土俵は「まちづくり」である、「コミュニティ」である、「地方創生」である。その土俵で「と」に期待される仕事はたぶん「繋ぐ」ということになるんだろう。ぼく「と」あなた、その「と」が「と」の仕事であり、kanuma commonsはその最前線である、そういう解釈は普通というか、当然だろう、繋がることの興奮もたくさん見たし、その先にいまの自分があることは否定できない。
一方で「と」が「繋ぐ」仕事を遂行すればするほど、同時に何かを取りこぼしている音がする。何かと何かが繋がることで、ときに何かが失われる、あるいは断ち切られる、そういうシーンも見る。具体例は挙げない。盛り上がる共通の話題は誰かの噂話、みたいな「繋がる」ことで「切断」に転倒、そういう霧ごもる、足元はぬかるんだ事態だ。
いったん、目的としての「繋ぐ」を放ってみる。「繋がる」手前に、何かがあると仮定してみる。その何かをジャンプしない。「と」の用法を考える。ぼく「と」あなた、ではなく「ぼくとあなた」という「と」である。「ぼく」と「あなた」を繋ぐ「と」ではなく、「ぼくがいてあなたがいる」その「と」である。ダイアローグは、その再設計の機会である。

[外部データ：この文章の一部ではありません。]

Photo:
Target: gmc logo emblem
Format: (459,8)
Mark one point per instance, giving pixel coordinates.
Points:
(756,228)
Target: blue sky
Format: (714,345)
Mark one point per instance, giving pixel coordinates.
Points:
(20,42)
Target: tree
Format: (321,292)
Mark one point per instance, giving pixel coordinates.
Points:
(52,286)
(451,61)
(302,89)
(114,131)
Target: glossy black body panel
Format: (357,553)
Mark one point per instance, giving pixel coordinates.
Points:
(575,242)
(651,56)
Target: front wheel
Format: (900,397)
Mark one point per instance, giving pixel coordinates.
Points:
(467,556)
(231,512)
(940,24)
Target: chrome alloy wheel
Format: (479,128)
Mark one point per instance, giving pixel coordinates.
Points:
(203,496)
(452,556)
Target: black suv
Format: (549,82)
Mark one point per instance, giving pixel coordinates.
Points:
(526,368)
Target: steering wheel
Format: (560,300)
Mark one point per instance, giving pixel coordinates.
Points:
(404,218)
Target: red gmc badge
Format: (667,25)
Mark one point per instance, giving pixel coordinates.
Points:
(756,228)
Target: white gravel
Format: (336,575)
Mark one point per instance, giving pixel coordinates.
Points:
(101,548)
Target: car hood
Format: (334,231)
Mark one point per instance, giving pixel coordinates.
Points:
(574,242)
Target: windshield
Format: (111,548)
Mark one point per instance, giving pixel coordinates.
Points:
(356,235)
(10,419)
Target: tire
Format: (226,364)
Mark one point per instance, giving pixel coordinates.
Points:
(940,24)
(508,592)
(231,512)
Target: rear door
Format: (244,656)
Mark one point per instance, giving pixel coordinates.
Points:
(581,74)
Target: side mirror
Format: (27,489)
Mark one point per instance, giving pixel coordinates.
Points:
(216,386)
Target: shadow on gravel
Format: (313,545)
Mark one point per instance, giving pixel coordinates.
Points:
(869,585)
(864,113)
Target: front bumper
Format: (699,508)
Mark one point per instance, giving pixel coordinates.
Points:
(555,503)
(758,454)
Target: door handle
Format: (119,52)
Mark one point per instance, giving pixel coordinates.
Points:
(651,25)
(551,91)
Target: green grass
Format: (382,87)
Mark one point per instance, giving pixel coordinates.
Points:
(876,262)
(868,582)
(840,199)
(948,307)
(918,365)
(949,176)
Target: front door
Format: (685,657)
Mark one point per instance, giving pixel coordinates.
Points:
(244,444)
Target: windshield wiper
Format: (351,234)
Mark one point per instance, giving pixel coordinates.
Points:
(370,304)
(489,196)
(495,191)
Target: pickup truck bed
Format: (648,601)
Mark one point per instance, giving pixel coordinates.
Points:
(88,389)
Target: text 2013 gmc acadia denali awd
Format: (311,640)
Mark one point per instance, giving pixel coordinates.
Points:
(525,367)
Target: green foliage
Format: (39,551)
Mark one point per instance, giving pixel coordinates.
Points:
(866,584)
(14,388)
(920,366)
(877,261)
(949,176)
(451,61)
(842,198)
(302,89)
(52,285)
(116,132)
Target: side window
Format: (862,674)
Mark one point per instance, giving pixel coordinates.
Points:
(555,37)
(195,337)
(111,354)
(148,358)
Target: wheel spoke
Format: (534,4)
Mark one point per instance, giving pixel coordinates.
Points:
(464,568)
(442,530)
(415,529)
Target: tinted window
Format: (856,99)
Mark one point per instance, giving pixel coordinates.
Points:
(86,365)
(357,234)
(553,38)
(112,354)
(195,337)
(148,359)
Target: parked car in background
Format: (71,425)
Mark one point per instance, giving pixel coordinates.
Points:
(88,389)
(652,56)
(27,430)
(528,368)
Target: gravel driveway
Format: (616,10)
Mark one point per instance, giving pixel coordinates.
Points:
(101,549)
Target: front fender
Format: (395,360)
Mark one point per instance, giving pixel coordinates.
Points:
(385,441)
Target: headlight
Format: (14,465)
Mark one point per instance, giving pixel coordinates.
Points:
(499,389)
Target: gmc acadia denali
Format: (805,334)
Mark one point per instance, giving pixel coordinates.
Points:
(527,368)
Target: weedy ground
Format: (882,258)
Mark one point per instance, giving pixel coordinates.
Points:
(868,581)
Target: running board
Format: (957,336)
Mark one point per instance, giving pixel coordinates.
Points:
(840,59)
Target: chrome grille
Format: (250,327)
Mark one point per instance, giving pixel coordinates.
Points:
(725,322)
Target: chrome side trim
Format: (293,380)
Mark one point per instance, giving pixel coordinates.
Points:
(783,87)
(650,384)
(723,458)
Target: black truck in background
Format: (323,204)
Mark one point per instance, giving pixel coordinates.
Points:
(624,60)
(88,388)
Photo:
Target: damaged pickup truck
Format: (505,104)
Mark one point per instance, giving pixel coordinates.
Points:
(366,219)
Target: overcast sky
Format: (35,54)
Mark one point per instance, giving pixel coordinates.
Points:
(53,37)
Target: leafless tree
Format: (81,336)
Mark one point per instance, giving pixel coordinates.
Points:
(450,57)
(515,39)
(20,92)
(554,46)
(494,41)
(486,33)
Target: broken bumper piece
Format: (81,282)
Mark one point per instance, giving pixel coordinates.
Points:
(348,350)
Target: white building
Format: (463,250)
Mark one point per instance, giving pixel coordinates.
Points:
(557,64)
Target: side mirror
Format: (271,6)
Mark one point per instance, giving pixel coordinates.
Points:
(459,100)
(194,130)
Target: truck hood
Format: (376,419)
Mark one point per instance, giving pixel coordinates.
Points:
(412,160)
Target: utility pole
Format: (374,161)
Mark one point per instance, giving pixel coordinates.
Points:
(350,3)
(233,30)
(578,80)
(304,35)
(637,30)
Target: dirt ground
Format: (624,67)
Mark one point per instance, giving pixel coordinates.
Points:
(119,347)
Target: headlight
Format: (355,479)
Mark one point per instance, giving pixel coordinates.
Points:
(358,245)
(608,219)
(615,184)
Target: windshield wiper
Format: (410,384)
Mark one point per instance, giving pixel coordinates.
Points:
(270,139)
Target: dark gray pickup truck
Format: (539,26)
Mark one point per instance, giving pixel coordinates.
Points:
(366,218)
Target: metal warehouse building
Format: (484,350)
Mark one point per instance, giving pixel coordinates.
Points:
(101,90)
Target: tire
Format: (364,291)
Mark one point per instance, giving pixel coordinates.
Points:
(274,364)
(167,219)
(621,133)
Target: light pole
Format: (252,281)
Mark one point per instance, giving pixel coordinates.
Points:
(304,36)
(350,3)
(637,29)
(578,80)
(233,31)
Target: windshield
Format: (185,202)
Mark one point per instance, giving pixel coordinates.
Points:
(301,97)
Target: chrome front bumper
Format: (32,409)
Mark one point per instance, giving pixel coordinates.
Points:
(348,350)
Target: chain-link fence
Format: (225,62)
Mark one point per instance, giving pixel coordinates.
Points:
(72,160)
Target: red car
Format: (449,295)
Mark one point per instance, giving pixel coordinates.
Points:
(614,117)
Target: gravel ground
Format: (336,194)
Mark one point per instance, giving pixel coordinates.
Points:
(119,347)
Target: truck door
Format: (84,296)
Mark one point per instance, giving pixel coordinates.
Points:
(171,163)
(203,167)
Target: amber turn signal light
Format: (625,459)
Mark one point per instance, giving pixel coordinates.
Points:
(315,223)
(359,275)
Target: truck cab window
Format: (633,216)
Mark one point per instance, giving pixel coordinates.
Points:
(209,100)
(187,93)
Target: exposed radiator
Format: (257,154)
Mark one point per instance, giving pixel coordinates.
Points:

講師は福田純一さんである。「まねきねこ先生」や鹿沼史談会を通じて、鹿沼の郷土史を掘り/積み上げてきた人である。個人的には、22歳いまから18年前に市図書館で出会った男性が福田さんである。「鹿沼があってぼくがいる」という「と」はあの日あそこにいた福田さんによるものかもしれない。「と」の再設計の先導役は、いま再び彼であってほしいと思った。
テーマは「いまとむかし」である。でもそれは「と」の用法に抽象すれば「ぼくとあなた」にも読み替えられる。郷土史(自分から遠いけど確実にあるあれの知覚)は、「と」の用法すなわち人と人がどう共にいられるかを知る町場生活の作法論でもある。ダイアローグ企画はそのような期待をおって企画される。